At the individual level, we observed that larger snails had a higher survival rate at both the Low Temp group (91.6%, 95% CI 85.8–97.7%) and High Temp group (45.7%, 95% CI 31.9–65.6%) compared with the control group (76.5%, 95% CI 58.7–99.5%). At the population level, O. hupensis density closely tracks climate warming, with 92.0% of populations showing positive temperature sensitivity. Exposure during the coldest (January: 2.7 × 10–2, 95% CI 3 × 10–3–5.1 × 10–2; February: 3.3 × 10–2, 95% CI 1.1 × 10–2–5.6 × 10–2) and breeding seasons (April: 2.4 × 10–2, 95% CI 6 × 10–3–4.3 × 10–2; September–October: 3.5 × 10–2, 95% CI 2 × 10–3–6.8 × 10–2) had a greater influence on O. hupensis density under climate warming. O. hupensis in waterbody-dominated areas showed the largest density growth rates (ß = 1.6 × 10–1, 95% CI 1.1 × 10–1–2.2 × 10–1), whereas crop populations were the most sensitive to land cover, a 1% increase in crop cover was associated with a 0.2 increase in population density.

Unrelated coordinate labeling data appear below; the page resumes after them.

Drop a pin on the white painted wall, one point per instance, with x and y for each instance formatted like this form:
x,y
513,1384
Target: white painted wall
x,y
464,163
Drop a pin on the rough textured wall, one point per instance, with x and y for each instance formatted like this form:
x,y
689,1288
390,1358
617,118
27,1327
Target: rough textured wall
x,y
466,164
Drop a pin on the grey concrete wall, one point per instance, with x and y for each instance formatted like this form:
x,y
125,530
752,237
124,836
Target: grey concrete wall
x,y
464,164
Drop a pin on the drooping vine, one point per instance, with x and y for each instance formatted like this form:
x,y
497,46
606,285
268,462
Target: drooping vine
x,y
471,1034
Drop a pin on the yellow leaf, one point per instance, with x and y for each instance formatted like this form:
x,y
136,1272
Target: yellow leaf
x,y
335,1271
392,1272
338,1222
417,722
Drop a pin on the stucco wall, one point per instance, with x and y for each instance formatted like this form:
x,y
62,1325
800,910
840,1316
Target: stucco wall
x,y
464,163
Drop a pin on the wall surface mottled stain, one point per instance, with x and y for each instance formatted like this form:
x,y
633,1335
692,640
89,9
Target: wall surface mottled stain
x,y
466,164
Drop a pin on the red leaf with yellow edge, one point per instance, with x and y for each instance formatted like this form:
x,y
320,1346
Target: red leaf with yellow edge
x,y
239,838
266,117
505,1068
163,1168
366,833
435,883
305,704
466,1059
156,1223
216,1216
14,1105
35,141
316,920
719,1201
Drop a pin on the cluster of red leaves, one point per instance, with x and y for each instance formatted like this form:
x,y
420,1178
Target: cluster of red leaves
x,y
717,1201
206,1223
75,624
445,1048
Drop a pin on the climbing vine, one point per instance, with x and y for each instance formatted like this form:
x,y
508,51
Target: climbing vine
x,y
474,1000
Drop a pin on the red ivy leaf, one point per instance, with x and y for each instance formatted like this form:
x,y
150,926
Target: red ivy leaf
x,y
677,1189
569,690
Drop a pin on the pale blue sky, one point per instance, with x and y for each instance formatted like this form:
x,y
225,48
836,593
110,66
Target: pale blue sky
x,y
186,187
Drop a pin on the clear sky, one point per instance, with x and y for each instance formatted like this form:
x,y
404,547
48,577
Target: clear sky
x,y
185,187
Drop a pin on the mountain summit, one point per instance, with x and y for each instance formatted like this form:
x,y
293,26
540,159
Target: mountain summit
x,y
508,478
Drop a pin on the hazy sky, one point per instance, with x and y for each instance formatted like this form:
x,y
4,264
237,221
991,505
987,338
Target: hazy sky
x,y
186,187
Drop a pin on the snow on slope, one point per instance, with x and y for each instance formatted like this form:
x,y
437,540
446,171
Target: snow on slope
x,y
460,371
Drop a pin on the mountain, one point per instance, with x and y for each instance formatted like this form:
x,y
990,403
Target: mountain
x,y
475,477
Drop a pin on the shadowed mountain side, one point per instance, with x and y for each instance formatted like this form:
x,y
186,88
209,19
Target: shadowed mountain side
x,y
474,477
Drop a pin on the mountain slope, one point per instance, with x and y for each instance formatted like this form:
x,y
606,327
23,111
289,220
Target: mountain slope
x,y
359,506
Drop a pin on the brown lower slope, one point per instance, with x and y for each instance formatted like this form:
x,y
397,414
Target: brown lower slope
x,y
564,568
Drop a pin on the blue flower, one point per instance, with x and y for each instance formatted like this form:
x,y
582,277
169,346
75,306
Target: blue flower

At the ecosystem level, only 19.0–24.6% of populations were expected to benefit from climate change by 2100, and these benefiting populations were concentrated in regions where sampled wild snails had a mean body size of 8.2 mm. Cropland will account for 72.0% of populations benefiting from climate warming, compared with 17.2% in forests and 8.3% in impervious-dominated areas.

Conclusion

The O. hupensis populations grow under climate warming but are regulated by land-use types. To mitigate the impacts of climate warming and land-use on snails, surveillance and integrated interventions should be strengthened through multi-sector collaboration.